Is it time for a universal dress code on planes?

REMEMBER when people used to get dressed up to fly? Me neither. But I’ve read enough glowing cliches about the “golden age of travel” to know that wearing thongs and tracksuit pants on a plane was not going to fly (literally and figuratively).

Nowadays, there are entire blogs and social media accounts dedicated to #passengershaming. I’m not about invading someone’s privacy by blasting them on social media (at least not without confronting them about their behaviour in person), but it does seem like despite how common air travel has become, etiquette has gone out the window.

These days, strict airline dress codes apply to employees and buddy pass travellers. Last year, United Airlines made news when it denied boarding to a couple of teenagers who were wearing leggings. And recently, a woman on an American Airlines flight was denied boarding for wearing ripped jeans.

Since then the airline has clarified that “all employees and pass riders are considered representatives of United, and like most companies, we have a dress code that we ask employees and pass riders to follow”.

The airline further clarified that passengers in this category should “blend in” with other passengers and avoid wearing clothing that “is vulgar or violates community standards of decency”.

Are trackies on planes OK? Picture: PassengerShaming.comSource:Instagram

Or bikinis? Picture: PassengerShaming.comSource:Instagram

That’s fair enough but to play devil’s advocate, why does this apply to only buddy pass holders? I understand employees are representatives of their airline when off-duty, but why are these rules applied to their family members? They’re not exactly recognisable as affiliates of the airline.

If the airline was applying a dress code to all travellers, I would understand, but imposing it on friends and family of employees who are not identifiable to the public seems a little odd. And if appropriate dress is important on an aeroplane, why not enforce this rule for all travellers?

Remember when air travel was glamorous? Nah, we don’t either.Source:istock

I’m all for dressing appropriately in public and especially in a confined space like a plane.

While I like to be comfortable at all times, my rule of thumb is not to wear anything I would be embarrassed about if I ran into my boss. And I really appreciate it when other people around me do the same.

A plane is not your living room. Picture: PassengerShaming.comSource:Instagram

Maybe not the best place for those short shorts either. Picture: PassengerShaming.comSource:Instagram

After all, in public you do have to be considerate of others and what you wear is a big part of that. But why not impose a dress code on all passengers and make flying just a little more special again?
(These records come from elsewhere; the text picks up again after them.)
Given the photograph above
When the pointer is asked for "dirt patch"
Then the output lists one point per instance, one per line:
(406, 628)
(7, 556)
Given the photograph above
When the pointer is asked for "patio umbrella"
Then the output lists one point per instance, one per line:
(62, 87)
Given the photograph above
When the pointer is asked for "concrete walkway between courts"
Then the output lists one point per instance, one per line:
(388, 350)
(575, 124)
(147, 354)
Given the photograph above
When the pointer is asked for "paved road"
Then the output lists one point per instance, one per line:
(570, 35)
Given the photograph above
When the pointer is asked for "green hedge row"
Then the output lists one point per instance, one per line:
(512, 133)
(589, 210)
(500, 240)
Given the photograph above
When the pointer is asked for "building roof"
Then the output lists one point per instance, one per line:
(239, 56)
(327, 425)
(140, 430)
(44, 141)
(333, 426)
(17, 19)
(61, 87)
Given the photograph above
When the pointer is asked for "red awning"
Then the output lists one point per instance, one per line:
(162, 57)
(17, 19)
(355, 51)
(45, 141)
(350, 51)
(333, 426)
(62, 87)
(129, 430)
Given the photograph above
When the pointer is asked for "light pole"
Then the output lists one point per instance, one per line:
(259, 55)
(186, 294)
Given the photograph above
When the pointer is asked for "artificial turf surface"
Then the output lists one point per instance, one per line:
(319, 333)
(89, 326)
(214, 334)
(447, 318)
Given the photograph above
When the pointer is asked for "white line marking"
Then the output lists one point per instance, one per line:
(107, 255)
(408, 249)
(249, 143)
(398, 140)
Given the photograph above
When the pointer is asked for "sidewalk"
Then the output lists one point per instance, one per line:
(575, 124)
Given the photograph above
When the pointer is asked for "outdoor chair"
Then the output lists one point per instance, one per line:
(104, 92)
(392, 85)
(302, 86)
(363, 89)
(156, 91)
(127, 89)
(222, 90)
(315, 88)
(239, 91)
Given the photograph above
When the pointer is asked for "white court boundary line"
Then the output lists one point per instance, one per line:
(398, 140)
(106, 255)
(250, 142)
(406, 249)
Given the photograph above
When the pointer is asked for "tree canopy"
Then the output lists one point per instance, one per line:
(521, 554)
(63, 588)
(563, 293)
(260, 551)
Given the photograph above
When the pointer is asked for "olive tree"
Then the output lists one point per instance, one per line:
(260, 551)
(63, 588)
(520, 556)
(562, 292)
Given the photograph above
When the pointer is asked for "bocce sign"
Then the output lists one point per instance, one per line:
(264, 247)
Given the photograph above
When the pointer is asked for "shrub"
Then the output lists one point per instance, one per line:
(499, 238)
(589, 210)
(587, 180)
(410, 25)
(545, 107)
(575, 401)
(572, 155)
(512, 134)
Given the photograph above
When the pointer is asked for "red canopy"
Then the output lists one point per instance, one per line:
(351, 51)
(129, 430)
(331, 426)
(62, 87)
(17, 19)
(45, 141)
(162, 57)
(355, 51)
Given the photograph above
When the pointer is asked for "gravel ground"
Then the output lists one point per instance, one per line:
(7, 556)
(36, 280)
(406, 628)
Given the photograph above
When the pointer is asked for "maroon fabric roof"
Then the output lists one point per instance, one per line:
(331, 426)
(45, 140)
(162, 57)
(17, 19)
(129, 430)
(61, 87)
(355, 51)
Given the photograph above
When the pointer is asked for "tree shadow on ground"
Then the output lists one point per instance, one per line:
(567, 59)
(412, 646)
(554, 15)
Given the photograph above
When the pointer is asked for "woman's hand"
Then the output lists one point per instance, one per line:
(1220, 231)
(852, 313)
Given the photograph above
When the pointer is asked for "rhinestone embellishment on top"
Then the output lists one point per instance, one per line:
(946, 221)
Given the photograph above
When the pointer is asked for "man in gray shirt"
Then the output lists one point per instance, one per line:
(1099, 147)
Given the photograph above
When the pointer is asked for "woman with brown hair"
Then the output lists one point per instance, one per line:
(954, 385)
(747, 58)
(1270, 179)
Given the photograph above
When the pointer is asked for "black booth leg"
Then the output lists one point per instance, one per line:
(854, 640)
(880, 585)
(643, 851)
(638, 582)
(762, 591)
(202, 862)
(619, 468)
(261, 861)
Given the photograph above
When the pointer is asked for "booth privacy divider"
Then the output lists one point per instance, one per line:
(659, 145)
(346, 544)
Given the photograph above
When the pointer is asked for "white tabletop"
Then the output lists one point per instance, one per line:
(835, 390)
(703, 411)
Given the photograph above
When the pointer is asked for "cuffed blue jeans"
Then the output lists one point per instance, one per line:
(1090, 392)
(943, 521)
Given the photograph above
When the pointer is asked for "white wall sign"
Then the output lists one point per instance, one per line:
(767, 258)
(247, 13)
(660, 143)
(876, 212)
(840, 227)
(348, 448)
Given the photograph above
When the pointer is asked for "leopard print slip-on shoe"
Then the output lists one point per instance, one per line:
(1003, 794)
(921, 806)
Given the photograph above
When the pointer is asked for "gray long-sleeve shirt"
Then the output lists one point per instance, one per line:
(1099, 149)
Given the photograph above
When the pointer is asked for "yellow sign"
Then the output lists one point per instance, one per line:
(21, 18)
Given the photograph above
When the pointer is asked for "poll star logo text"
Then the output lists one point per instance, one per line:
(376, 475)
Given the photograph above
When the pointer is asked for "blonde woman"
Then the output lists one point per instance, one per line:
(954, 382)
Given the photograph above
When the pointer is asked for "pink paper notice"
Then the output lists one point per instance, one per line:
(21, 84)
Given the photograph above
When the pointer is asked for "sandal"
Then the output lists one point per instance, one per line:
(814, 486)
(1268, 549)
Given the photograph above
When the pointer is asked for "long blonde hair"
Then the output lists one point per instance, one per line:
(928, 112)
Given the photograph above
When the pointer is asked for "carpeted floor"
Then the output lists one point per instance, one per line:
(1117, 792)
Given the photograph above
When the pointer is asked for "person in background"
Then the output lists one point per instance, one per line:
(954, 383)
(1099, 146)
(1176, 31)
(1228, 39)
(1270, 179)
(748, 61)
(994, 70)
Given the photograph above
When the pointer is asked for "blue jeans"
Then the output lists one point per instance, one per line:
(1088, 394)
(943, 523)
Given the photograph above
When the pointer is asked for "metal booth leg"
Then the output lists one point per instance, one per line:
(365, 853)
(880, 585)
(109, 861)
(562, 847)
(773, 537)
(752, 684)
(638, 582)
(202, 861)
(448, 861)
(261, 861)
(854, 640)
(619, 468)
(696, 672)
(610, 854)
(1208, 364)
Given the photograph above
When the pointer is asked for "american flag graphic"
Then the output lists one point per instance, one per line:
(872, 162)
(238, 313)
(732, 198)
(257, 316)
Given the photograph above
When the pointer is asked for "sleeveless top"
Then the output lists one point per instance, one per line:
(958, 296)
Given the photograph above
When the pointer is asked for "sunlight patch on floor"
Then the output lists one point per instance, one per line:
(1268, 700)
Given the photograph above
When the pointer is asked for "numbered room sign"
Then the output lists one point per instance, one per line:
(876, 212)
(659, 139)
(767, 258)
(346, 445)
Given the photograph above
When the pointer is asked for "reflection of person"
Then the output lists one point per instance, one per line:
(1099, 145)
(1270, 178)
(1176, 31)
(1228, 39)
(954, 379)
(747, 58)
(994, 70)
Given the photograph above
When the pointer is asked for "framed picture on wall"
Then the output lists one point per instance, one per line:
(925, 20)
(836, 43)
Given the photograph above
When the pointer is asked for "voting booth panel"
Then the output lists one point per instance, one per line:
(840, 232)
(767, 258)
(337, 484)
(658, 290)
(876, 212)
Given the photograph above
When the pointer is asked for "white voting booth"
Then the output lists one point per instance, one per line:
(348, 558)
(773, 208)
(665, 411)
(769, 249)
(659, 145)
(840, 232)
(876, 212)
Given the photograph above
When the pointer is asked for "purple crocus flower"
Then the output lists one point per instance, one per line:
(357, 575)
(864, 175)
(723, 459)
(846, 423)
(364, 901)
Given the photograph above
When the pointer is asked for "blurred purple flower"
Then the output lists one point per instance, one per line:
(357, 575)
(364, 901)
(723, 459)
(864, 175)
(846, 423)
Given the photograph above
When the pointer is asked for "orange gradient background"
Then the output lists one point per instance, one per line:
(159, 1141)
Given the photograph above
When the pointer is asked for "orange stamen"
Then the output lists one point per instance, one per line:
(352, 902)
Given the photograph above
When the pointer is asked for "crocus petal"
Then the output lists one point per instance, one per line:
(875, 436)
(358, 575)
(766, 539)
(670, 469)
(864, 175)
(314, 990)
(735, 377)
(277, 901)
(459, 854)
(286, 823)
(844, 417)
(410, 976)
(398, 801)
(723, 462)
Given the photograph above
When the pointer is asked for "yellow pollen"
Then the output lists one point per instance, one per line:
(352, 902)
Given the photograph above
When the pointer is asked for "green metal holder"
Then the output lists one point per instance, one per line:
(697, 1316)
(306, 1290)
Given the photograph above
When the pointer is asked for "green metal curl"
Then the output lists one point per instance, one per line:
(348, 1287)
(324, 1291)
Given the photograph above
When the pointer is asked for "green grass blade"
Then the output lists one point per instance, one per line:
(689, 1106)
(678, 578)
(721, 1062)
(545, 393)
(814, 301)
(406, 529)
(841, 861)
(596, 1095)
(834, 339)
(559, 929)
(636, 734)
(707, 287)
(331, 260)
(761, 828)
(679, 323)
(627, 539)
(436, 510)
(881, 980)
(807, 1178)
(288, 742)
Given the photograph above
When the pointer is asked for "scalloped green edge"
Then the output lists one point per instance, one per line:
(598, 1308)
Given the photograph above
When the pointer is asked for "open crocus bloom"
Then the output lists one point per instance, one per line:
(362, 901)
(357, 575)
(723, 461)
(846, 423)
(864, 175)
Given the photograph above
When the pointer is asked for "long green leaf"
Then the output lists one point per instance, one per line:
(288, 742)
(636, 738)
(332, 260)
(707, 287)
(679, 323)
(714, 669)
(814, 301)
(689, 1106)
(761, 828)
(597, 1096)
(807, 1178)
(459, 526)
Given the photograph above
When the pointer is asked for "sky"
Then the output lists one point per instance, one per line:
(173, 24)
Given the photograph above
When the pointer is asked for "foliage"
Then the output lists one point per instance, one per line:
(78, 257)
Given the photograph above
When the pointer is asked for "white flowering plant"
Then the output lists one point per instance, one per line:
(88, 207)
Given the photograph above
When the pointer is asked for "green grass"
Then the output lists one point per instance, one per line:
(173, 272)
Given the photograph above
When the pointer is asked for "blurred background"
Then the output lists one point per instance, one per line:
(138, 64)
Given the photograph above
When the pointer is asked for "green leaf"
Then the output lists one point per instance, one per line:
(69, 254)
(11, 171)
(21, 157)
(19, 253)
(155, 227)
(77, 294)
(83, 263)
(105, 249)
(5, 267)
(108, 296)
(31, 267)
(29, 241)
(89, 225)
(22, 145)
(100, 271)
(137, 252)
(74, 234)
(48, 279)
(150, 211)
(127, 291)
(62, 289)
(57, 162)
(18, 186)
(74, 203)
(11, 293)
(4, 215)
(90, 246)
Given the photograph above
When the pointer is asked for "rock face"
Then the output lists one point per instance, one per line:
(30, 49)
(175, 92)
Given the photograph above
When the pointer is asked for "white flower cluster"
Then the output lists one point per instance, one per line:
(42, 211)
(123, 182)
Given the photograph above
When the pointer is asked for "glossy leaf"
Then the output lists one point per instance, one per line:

Besides, do “vulgar clothing” worn by airline employees and their family members violate “community standards of decency” more so than those worn by regular passengers?

But who is to say that dress codes should be limited to aeroplanes? Flying is no longer a “special occasion”, it’s pretty much akin to riding the bus (though slightly less gross). Why do we insist on a dress code on aeroplanes and not buses? Or taxis? Or any other public place?

Some even strip off. Picture: PassengerShaming.comSource:Instagram

Thongs aren’t made for planes. Picture: PassengerShaming.comSource:Instagram

And is it fair to impose these dress codes selectively? After all, asking people to refrain from wearing sleepwear, underwear, and swimwear while travelling means fewer Kardashians at the airport.

I say either impose a dress code on all passengers or none at all.